Can anyone tell me where I can find Abalone Sheets? All I have been able to so far find is a seller Etsy.


----------



## EricRN (May 19, 2021)

Check out www.mopsupplies.com.  I’ve ordered some nice inlay blanks from them before, although they can be a little slow to ship sometimes.


----------



## CREID (May 19, 2021)

Gotta start wearing my glasses. I looked at the title of this thread and wondered why someone was asking about Paula Abdul.


----------



## FGarbrecht (May 19, 2021)

It seems that fishing rod makers use abalone: https://www.therodroom.com/shop/pc/SILVER-PAUA-ABALONE-p3467.htm.  Also urushi suppliers in Japan generally carry it.  I've purchased some from Mejiro and it is beautiful stuff.  They have a presence on Etsy as well as a website, shipping from Japan is very fast.


----------



## kronewi (May 19, 2021)

Thank you. I will check these folks out.


----------



## its_virgil (May 19, 2021)

kronewi said:


> Thank you. I will check these folks out.
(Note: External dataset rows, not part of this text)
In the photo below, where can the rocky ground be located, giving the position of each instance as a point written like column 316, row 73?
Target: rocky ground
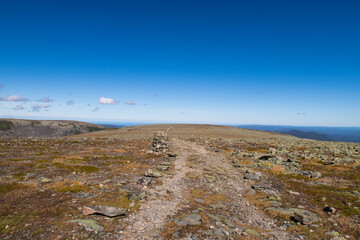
column 173, row 186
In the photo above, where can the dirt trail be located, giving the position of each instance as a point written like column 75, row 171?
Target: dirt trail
column 234, row 187
column 164, row 200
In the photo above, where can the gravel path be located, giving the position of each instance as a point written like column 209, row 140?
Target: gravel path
column 164, row 200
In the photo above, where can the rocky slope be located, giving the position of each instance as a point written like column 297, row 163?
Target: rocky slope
column 44, row 128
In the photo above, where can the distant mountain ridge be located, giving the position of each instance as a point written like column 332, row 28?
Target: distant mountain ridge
column 308, row 135
column 337, row 134
column 44, row 128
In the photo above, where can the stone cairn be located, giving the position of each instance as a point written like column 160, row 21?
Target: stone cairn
column 160, row 143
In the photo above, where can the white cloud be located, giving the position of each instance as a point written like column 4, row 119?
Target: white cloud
column 45, row 99
column 104, row 100
column 13, row 98
column 130, row 103
column 38, row 107
column 19, row 107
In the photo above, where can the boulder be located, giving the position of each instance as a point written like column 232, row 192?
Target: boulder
column 89, row 224
column 152, row 173
column 190, row 219
column 107, row 211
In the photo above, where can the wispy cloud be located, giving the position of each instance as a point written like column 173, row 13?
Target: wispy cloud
column 19, row 107
column 70, row 102
column 45, row 99
column 38, row 107
column 13, row 98
column 104, row 100
column 130, row 103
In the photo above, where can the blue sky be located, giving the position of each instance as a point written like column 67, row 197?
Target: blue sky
column 201, row 61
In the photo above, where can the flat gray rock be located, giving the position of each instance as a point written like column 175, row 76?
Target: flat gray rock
column 104, row 210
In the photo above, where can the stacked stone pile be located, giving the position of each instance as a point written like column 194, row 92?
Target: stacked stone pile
column 160, row 143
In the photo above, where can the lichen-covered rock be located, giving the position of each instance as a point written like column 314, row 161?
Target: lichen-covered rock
column 104, row 210
column 190, row 219
column 152, row 173
column 89, row 224
column 302, row 216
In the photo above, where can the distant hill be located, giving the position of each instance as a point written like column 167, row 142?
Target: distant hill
column 338, row 134
column 44, row 128
column 308, row 135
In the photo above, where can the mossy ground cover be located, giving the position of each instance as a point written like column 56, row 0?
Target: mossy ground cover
column 338, row 185
column 43, row 180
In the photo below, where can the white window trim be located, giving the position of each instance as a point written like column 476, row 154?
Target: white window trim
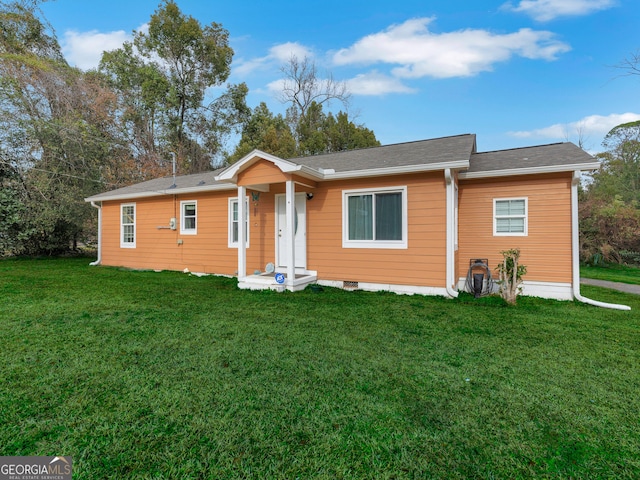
column 231, row 243
column 183, row 230
column 526, row 218
column 124, row 244
column 397, row 244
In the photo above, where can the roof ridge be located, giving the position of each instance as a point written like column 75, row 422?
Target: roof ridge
column 381, row 146
column 522, row 148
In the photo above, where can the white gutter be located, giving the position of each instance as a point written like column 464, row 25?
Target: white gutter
column 99, row 259
column 402, row 170
column 450, row 214
column 528, row 171
column 575, row 250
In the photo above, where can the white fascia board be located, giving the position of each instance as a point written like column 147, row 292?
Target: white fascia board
column 385, row 171
column 230, row 174
column 158, row 193
column 529, row 171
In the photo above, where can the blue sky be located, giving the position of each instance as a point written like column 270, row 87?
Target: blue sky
column 516, row 73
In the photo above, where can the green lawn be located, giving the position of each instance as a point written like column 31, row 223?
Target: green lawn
column 167, row 375
column 612, row 273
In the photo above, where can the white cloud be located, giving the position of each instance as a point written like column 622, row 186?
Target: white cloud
column 84, row 49
column 279, row 54
column 421, row 53
column 545, row 10
column 375, row 83
column 588, row 127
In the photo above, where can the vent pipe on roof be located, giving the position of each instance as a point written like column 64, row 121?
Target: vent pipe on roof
column 173, row 163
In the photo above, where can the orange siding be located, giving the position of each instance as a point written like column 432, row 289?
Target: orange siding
column 207, row 251
column 423, row 263
column 546, row 250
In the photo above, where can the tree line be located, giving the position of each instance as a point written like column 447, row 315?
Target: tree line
column 66, row 134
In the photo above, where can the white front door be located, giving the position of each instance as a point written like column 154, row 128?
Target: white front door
column 300, row 226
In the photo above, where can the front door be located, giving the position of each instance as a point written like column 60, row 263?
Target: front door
column 300, row 226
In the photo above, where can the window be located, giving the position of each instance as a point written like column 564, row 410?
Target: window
column 233, row 222
column 188, row 215
column 510, row 217
column 375, row 218
column 128, row 225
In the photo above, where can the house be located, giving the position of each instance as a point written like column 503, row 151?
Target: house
column 407, row 218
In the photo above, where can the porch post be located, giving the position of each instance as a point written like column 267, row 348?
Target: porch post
column 242, row 241
column 291, row 233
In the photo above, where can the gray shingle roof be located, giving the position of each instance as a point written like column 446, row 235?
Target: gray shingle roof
column 423, row 152
column 157, row 186
column 553, row 155
column 436, row 152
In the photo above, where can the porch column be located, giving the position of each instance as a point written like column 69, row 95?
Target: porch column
column 291, row 232
column 242, row 241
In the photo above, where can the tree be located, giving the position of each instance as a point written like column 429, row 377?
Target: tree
column 316, row 132
column 610, row 203
column 302, row 87
column 57, row 134
column 620, row 164
column 162, row 78
column 267, row 132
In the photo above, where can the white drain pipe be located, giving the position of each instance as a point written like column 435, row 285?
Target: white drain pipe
column 99, row 207
column 450, row 247
column 575, row 250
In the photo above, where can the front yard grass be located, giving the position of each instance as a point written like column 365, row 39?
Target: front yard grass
column 612, row 273
column 167, row 375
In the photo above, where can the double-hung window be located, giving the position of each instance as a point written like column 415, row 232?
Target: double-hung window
column 375, row 218
column 128, row 225
column 188, row 217
column 233, row 222
column 510, row 216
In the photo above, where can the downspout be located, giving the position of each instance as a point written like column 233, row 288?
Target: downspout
column 575, row 250
column 450, row 214
column 99, row 259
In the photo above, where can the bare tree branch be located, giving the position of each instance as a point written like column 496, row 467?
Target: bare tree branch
column 302, row 86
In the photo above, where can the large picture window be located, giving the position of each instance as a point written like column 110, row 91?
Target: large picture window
column 128, row 225
column 188, row 217
column 510, row 216
column 233, row 222
column 375, row 218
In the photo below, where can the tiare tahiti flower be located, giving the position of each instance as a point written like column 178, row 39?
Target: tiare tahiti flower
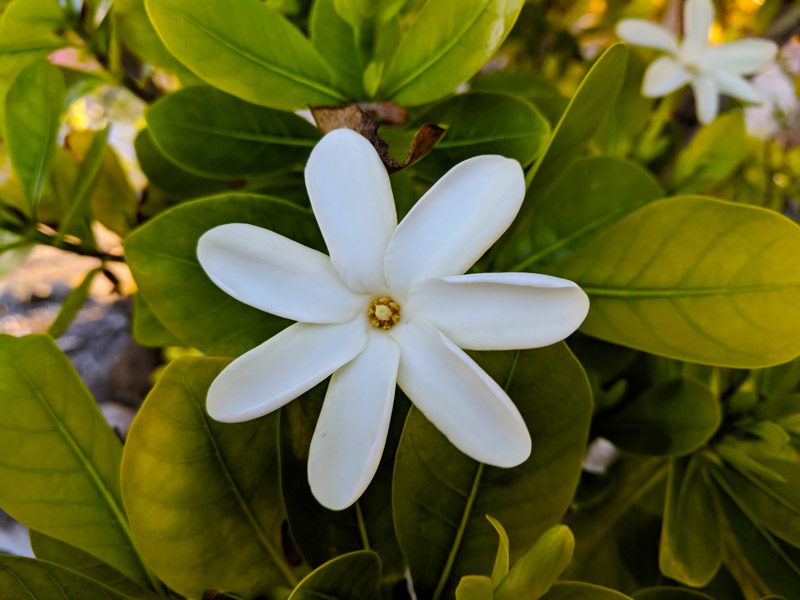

I just did a google search and there seems to be several choices. Good luck.
Do a good turn daily!
Don


----------



## jttheclockman (May 19, 2021)

There are many sources as mentioned but the 2 places I have always gotten from. For the thin real flexible sticky backed stuff I get from 
https://www.mudhole.com/supplies-rod-building/accessories-supplies/inlays-trim-bands-accessories


When I want the real deal stuff and also with stick back, but many more choices I go to the source of many vendors and they get it from here. 
http://hawaiilure.com/catalog/shells.html


----------



## kronewi (May 22, 2021)

Thank you John!


----------